Trump masih menghubungi ketua nuklir PBB mengenai kesepakatan Iran

Trump masih menghubungi ketua nuklir PBB mengenai kesepakatan Iran

Kepala badan atom PBB mengatakan pada hari Selasa bahwa pemerintahan Presiden AS Donald Trump belum menghubungi dia atau pihak lain mengenai kritik mereka terhadap kesepakatan nuklir Iran.

Yukiya Amano, direktur jenderal Badan Energi Atom Internasional, mengatakan kepada The Associated Press bahwa organisasinya “terus berhubungan” dengan AS namun belum mendengar dari pemerintahan baru mengenai kekhawatiran mereka.

“Saya berharap bisa segera melakukan kontak langsung dengan pemerintahan baru,” kata Amano.

Trump telah mengisyaratkan bahwa ia ingin mengambil sikap yang lebih keras terhadap Iran dibandingkan pendahulunya Barack Obama, yang menganggap kesepakatan yang dicapai antara Iran dan negara-negara besar dunia merupakan pencapaian besar dalam kebijakan luar negeri.

Trump memasukkan Iran dalam larangan perjalanannya yang mempengaruhi tujuh negara mayoritas Muslim. Trump mengatakan selama kampanyenya bahwa dia ingin merundingkan kembali kesepakatan Iran, tanpa menjelaskan lebih lanjut.

Gedung Putih tidak dapat segera dihubungi untuk memberikan komentar.

Amano mengatakan pemerintah Iran juga belum menghubungi terkait komentar Trump, meski tetap menjalin kontak dengan pejabat nuklir PBB. Dia menyebutkan perjalanannya pada bulan Desember ke Teheran, di mana dia bertemu dengan Presiden Hassan Rouhani dan lainnya.

“Kenapa kamu tidak bertemu lagi dalam waktu dekat?” dia menambahkan.

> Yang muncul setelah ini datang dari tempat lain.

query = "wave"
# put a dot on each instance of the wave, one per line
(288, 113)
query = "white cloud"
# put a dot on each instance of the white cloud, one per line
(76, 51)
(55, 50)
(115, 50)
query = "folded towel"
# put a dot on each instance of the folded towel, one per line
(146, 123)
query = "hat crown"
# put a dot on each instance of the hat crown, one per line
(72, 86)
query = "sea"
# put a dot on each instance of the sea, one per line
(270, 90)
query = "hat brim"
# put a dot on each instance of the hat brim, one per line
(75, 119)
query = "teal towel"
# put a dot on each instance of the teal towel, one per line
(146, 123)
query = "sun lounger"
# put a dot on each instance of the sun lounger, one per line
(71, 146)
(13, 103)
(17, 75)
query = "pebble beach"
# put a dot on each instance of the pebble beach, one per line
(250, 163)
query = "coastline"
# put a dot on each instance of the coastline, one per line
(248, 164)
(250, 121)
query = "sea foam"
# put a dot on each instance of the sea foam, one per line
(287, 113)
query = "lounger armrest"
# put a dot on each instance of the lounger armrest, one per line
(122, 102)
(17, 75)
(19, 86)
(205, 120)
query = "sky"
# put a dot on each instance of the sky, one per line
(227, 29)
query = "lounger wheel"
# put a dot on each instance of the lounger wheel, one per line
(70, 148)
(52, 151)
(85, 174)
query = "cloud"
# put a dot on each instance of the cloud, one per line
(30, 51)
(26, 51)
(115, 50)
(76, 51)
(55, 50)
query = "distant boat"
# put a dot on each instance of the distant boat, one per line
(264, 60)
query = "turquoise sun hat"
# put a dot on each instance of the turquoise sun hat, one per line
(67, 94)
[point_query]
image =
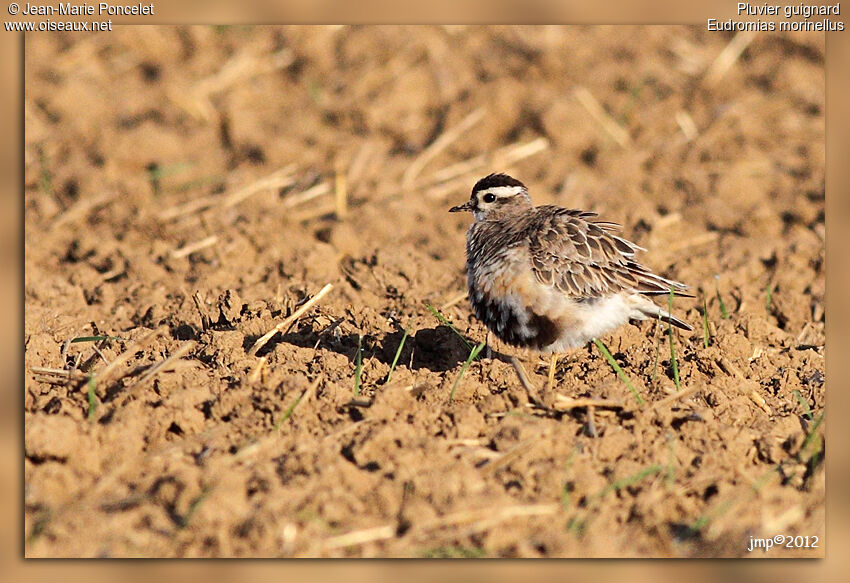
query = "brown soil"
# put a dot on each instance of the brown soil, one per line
(151, 217)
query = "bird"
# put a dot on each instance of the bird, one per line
(549, 278)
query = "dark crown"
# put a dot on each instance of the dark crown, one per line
(494, 180)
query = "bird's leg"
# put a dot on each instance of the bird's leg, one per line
(590, 428)
(523, 379)
(553, 364)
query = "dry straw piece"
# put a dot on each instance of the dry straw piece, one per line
(283, 326)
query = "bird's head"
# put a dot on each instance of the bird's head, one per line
(496, 195)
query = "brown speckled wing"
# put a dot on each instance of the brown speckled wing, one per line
(586, 258)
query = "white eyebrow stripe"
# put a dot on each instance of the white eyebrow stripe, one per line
(503, 191)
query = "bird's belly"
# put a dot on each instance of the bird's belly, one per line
(523, 312)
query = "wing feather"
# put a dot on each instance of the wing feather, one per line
(586, 258)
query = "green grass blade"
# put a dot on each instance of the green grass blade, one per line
(472, 354)
(673, 361)
(602, 348)
(630, 480)
(671, 475)
(723, 311)
(358, 368)
(397, 354)
(811, 436)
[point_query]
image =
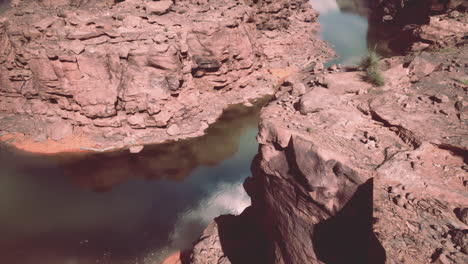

Menanggapi Kongres AS yang memperluas beberapa sanksi terhadap Iran, negara tersebut mengumumkan pada bulan Desember bahwa mereka akan menyusun rencana untuk membangun kapal bertenaga nuklir. Kesepakatan nuklir memungkinkan Iran untuk melakukan penelitian atom secara damai.

Misi Iran untuk PBB tidak menanggapi permintaan komentar pada hari Selasa.

Perjanjian tersebut membatasi kemampuan Iran untuk memperkaya uranium dengan imbalan pencabutan sanksi ekonomi. Negara-negara Barat menandatangani perjanjian untuk menolak kemampuan Iran mengembangkan senjata nuklir dengan cepat. Iran menegaskan pihaknya tidak pernah membuat senjata nuklir.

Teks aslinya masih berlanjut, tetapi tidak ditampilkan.